Most counteroffers fail because of a misunderstood motive, said Scott Wintrip, the founder of the Wintrip Consulting Group and the author of High Velocity Hiring: How to Hire Top Talent in an Instant (McGraw-Hill, 2017). "If a financial counteroffer is the resolution to the core reason why an employee is leaving, then this works more often than not. However, the reason why counteroffers fail 80 percent of the time is that the problems that are prompting the exit remain unresolved."

When to Make a Counteroffer

There may be one good reason to consider extending a counteroffer: when the employee is considering, but hasn't accepted, another job offer.

"If the employee announces that they have accepted an offer, it's pretty much bad form to counteroffer, since what the employee is telling you is that he or she has already made their decision, they have already told the new employer they will accept their offer, and generally it's too late," Eskenazi said. "If you didn't already have an indication that the employee was unhappy with their role, position, compensation or other work-related issues, you probably weren't doing a good enough job communicating with the employee and checking in on their satisfaction with the job before they started talking to other employers."

On the other hand, if an employee indicates that he or she has received a new offer and has not yet accepted, but is taking the opportunity to talk about job-related concerns and request a counteroffer, that's another issue, he added.

"I think sometimes it makes sense to counteroffer, but it depends on the situation," said Paula Brand, a career consultant in Annapolis, Md. "If you can deliver their requests and/or change the situation that made them want to leave, it could be worth making a counteroffer, especially if the person is a high performer or in a critical role."

Employers who are successful in making counteroffers that stick have something in common, Wintrip said. "They maintain a culture of safe communication where employees feel safe to come to their boss to openly share concerns—including when they are thinking of leaving. I personally experienced this in my previous employment. Because it was safe for me to tell my boss I was thinking of leaving, we were able to resolve the issues that were prompting my job search."

Find the Root Cause for Leaving

So how can you retain your top talent in a job market that's desperate for skilled workers? You have to get to the root causes of why employees feel the need to leave.

"Sit down regularly with employees to make certain they're happy with their career paths and the professional development opportunities your organization provides," Domeyer said. This means conducting routine stay interviews that explore what will help employees remain with the company and contribute more effectively—not waiting for exit interviews to find out where they stand. HR should also ensure that a competitive salary is being offered, she said.

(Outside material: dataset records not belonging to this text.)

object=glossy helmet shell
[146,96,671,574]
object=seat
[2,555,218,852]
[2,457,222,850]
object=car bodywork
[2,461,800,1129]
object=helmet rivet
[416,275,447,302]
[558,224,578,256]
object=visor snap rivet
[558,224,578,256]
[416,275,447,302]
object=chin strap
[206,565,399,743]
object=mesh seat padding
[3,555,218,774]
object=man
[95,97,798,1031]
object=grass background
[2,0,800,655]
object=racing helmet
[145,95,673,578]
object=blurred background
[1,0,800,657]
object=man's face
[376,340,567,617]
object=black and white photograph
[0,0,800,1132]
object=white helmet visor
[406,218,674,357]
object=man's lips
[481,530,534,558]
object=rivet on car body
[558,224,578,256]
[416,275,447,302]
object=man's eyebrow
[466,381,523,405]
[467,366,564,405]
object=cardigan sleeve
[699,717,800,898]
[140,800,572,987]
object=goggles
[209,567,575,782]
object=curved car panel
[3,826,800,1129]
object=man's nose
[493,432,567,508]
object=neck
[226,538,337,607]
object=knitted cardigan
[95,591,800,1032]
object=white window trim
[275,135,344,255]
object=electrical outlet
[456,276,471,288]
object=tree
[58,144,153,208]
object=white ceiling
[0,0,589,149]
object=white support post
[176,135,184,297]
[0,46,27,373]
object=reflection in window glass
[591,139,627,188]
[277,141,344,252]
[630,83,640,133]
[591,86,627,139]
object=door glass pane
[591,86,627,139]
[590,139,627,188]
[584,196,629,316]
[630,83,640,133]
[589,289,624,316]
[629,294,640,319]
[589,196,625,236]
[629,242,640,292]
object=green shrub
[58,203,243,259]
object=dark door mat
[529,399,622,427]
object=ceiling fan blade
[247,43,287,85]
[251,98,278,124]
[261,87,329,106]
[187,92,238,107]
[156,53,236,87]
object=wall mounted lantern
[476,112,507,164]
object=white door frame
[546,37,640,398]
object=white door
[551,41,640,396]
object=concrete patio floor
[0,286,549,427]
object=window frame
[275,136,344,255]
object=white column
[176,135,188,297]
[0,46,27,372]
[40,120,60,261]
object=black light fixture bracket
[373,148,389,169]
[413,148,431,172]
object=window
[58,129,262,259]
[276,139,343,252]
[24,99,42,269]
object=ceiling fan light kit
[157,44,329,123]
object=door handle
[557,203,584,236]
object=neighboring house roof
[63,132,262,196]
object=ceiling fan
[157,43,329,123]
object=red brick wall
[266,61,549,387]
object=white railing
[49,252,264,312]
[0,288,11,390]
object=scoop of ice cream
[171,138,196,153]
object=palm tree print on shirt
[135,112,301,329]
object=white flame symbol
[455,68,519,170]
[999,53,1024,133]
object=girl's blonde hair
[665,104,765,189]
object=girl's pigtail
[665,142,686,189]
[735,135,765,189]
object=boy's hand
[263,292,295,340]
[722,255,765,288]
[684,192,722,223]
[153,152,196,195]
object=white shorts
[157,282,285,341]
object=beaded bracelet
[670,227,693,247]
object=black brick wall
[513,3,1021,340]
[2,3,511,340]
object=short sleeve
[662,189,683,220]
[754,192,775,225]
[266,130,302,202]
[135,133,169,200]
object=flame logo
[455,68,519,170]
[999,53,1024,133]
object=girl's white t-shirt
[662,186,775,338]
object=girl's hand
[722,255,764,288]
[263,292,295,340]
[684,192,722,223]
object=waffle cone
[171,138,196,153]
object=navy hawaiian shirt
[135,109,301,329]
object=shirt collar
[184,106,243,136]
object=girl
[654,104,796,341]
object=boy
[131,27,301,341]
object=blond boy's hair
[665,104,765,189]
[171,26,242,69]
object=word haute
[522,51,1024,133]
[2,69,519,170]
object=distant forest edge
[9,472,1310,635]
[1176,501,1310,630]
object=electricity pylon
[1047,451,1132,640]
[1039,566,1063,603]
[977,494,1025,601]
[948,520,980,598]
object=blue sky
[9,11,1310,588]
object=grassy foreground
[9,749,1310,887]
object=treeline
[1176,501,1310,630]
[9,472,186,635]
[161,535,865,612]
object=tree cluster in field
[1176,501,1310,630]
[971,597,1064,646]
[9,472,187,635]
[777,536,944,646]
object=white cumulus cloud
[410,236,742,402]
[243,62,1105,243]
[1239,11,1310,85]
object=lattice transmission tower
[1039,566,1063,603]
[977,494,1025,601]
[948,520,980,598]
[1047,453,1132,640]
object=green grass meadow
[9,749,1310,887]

"After talking with the employee, you may discover there are things you can do, such as assign more challenging projects or provide greater scheduling flexibility, to make the person happier and more-engaged in the role," Domeyer said. "However, it's important to be honest with yourself and the employee about what you can and cannot do to remedy the situation. Overpromising on something like the opportunity to attend costly trainings and conferences that are out of your budget is never a good idea."

The Flip Side

Looking at the issue from the other side—coaching candidates on what to do if they get a counteroffer from their current employer—is something every recruiter should be versed in, Eskenazi said. "Really great recruiters almost always ask their candidates about how they will approach their current employers, and they coach them in how to resign and what to do if they receive a counteroffer," he said.